Hierarchical Pose-free Memory Compressor

Updated 9 February 2026

The paper introduces HPMC, a pose-free memory compressor that achieves sub-linear memory complexity for long-horizon video modeling without requiring explicit pose data.
It employs a two-stage compression strategy that uses direct downsampling for short horizons and recursive, hierarchical compression for longer temporal sequences.
Empirical evaluations demonstrate improved spatial consistency and reduced GPU usage, enabling scalable and robust interactive world modeling over thousands of frames.

The Hierarchical Pose-free Memory Compressor (HPMC) is a compact, recursively compositional memory architecture introduced as the core component in Infinite-World, a model for interactive world modeling over thousand-frame video horizons without reliance on explicit pose information. HPMC enables a Video Diffusion Transformer (DiT) to attend to extensive temporal histories with a fixed, sub-linear memory and computational budget, while autonomously learning to preserve salient spatio-temporal cues necessary for visually and spatially consistent long-horizon simulation (Wu et al., 2 Feb 2026).
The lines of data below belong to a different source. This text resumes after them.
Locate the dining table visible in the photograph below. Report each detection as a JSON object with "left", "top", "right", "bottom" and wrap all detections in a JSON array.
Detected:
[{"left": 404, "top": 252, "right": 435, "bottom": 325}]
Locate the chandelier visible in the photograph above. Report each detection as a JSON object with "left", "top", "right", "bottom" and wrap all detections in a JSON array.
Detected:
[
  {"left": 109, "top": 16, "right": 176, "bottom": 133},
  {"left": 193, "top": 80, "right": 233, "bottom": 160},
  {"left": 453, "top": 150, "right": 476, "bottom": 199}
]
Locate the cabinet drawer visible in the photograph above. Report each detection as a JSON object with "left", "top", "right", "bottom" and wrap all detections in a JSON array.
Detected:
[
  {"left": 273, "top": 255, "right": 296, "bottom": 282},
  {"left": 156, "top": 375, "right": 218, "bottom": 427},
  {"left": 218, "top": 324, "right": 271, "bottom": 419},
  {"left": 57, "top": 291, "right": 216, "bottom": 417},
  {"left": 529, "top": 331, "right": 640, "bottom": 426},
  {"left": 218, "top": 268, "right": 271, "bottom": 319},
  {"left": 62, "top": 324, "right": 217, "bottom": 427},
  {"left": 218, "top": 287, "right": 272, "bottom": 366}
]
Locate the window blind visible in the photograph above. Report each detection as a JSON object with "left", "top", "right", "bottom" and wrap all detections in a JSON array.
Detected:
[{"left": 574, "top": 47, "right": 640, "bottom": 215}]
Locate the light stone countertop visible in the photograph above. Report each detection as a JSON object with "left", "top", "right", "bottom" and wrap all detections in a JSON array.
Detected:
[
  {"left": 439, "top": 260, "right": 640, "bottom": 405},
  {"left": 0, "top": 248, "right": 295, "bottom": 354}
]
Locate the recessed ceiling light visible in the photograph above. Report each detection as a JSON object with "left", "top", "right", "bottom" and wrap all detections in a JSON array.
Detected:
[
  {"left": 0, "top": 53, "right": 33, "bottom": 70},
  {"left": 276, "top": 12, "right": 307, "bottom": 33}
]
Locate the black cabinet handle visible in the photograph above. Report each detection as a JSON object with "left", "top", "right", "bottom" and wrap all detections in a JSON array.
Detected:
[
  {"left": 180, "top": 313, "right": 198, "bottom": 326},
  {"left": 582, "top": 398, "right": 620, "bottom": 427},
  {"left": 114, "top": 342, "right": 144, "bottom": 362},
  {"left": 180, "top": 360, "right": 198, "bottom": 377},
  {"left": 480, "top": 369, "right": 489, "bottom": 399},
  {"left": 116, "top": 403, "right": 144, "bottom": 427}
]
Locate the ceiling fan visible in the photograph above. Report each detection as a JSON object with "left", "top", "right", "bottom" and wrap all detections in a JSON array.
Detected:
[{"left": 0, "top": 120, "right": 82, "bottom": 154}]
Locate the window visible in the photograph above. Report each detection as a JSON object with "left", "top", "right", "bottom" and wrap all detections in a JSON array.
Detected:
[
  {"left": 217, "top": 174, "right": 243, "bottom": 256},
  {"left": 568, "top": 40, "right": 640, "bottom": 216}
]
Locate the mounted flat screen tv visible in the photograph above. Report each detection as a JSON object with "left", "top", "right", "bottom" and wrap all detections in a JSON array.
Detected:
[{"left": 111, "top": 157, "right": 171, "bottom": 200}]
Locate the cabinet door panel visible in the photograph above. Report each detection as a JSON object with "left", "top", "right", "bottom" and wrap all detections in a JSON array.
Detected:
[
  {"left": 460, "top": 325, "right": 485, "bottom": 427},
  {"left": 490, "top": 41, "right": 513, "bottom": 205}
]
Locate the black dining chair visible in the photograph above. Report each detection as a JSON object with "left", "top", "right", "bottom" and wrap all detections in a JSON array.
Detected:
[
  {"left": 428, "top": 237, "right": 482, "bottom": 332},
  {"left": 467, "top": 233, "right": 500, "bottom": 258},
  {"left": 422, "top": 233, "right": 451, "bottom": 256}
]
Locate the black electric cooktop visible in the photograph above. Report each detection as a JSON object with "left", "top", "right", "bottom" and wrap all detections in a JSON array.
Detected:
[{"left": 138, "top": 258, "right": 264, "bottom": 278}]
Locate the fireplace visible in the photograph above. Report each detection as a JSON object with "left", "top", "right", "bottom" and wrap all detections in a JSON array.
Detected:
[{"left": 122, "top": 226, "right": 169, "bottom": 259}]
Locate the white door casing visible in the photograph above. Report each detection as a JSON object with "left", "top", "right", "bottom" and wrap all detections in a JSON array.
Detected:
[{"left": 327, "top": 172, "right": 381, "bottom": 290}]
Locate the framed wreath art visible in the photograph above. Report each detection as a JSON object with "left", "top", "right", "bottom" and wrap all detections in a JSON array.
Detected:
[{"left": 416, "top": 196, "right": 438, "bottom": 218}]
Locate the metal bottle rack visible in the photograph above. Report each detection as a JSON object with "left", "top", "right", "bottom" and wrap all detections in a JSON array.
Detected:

1. Objectives and Foundational Principles

HPMC is designed to address two primary limitations in conventional long-horizon video or world modeling:

Bounded, sub-linear resource usage: Attending to thousands of prior frames in a naively parameterized transformer leads to quadratic growth in storage and memory with respect to the temporal context $L$ . HPMC constrains both memory and compute to a fixed budget, ensuring scalability as $L$ increases.
Pose-free anchoring: Traditional models often require precise pose or viewpoint metadata, which is unreliable or unattainable in real-world data. HPMC dispenses with explicit geometric priors, instead distilling those features directly from the latent sequence that promote spatial and semantic consistency, such as loop-closure landmarks, via joint training with the generative backbone.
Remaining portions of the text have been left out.